3. The GC marks all objects that can be reached from the roots, by following all the pointers stored in the roots, then all the pointers stored in the objects reached from the roots, and so on.
4. The GC sweeps over all allocated objects. If an object is not marked, there is no way for the program to access it, so it can never be used again, and the GC frees it.
The main problem with stop-the-world mark-and-sweep GC is that if there are a lot of live objects, it can take a long time to mark all those objects. “A long time” typically means 100 milliseconds, which is not that long, but is disruptive to animation and is noticeably jerky.
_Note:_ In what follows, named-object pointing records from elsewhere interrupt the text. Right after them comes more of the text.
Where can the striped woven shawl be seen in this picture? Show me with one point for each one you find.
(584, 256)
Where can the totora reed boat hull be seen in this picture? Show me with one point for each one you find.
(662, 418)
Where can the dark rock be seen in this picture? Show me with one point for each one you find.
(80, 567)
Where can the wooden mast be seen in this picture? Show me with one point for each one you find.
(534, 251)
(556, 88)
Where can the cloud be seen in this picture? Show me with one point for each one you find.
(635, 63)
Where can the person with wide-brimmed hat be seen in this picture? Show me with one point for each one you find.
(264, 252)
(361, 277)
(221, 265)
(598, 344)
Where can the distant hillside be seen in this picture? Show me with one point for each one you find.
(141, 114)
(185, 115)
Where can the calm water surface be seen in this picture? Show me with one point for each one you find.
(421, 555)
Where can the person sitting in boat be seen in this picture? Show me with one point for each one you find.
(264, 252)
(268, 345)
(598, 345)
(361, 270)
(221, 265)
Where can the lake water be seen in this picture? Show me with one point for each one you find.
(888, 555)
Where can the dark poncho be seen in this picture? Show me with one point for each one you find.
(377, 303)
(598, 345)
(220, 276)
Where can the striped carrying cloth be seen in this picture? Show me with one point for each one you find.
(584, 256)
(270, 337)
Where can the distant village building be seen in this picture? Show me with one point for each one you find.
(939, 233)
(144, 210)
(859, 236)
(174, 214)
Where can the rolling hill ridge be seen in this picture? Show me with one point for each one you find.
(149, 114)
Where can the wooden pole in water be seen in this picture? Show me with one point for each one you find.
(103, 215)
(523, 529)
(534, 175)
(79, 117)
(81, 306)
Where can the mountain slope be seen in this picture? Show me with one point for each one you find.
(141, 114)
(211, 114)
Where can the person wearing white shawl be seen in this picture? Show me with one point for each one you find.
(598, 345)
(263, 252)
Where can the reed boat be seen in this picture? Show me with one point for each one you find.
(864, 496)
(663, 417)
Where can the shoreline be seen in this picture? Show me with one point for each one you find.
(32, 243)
Our first step in fixing GC pauses will be incremental GC. Incremental GC means that instead of stopping the program to mark everything, the GC periodically pauses the program to do a little bit of marking, say 3 milliseconds worth. There is an overhead to starting and stopping a mark phase, so the shorter the pause time, the slower the actual program runs. But we think we can make the pause time unnoticeable without having too much impact on throughput.

Note that the sweep phase can also take a long time, so we’ll need to do some work there also, such as sweeping incrementally or in concurrently on a different thread.

The longer-term goal is to move to generational GC. It’s more complicated than incremental GC, so I won’t go into details now, but the key benefits of generational GC are that (a) it is very fast at collecting short-lived objects (technically, it actually manages to collect them without looking at them or doing anything to them at all), and (b) it helps make creating objects faster.

Bill McCloskey and Chris Leary are working on the new GCs. Gregor Wagner has also been working independently on specific improvements, like doing more sweeping off the main thread.